British Columbia — Vancouver-based Tahoe Resources has reported that a group of protesters near the town of Casillas in Guatemala has been blocking the road between its Escobal mine, near Minera San Rafael, and Guatemala City.
The company says the protests appear to relate to a variety of issues, including claims that mining at Escobal is causing seismic activity more than 20 km away in Casillas.
Tahoe reports that it’s working with the government, community leaders and others to resolve the situation peacefully and quickly.
Although shipments and supplies to and from the site have been delayed, the company does not expect any adjustments to its annual production or cost guidance as a result, and anticipates production and financial performance to be in line with mid-year expectations at the end of the second quarter.
Overview of the Escobal mine facing west, with San Rafael las Flores in background. Credit: Tahoe Resources
Tahoe president and CEO Ron Clayton said in a release that the roadblock has not affected the company’s guidance for the year.
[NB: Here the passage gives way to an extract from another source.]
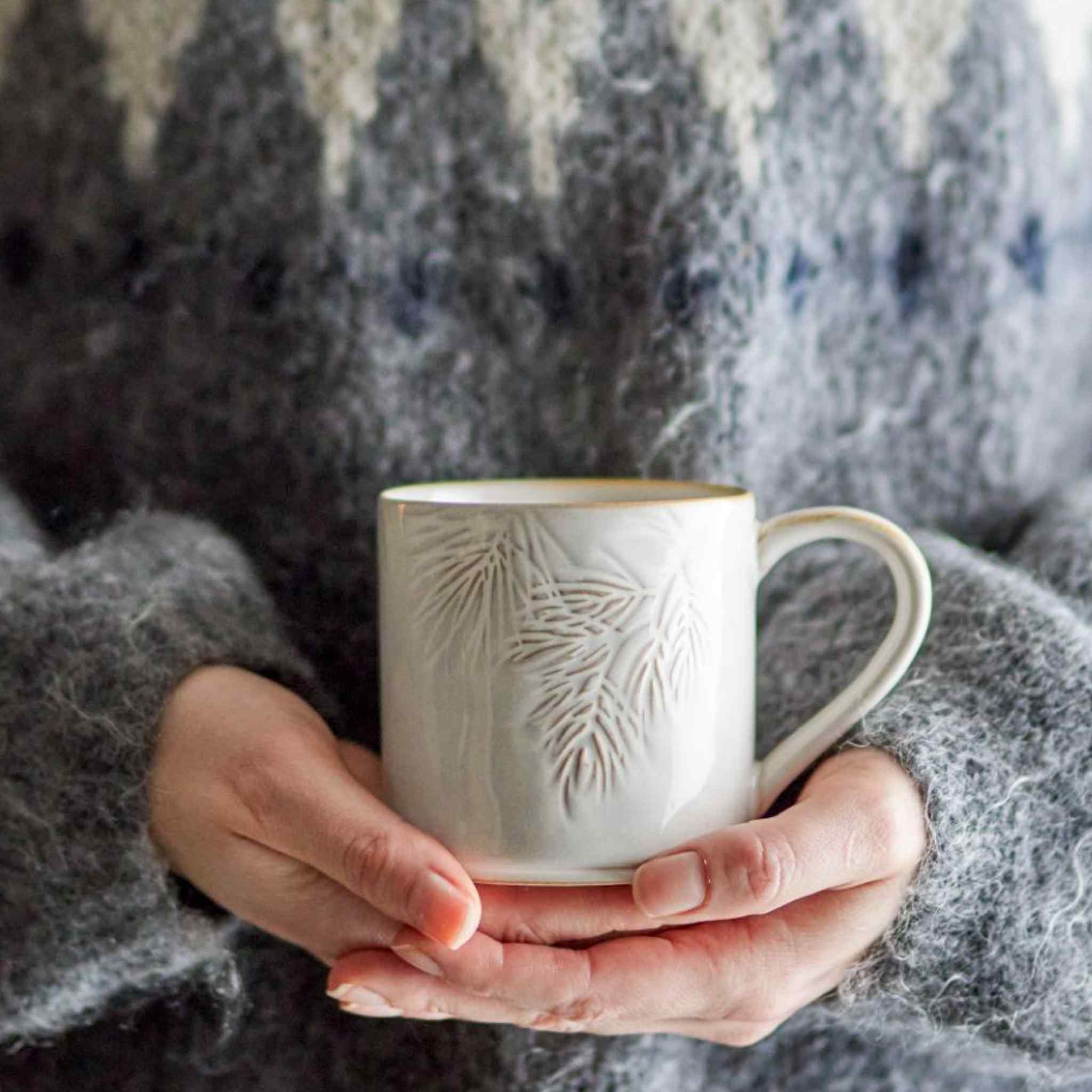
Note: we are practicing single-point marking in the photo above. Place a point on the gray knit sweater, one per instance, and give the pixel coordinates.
(261, 258)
“Our operations are performing well and we anticipate that our performance at mid-year will be well within expectations relative to our guidance,” he said. “However, the delay affects our partner communities and former land owners as well as our employees and suppliers since royalties, wages and fees may be delayed as a result.”
In 2016, Escobal produced 21.2 million oz. of silver in concentrate. The underground mine began commercial production in early 2014.
Recently, the British Columbia Court of Appeal issued a ruling allowing Guatemalan citizens who claim they suffered damages during a protest at the mine site to pursue the claim in Canada’s court system. Tahoe is appealing the ruling.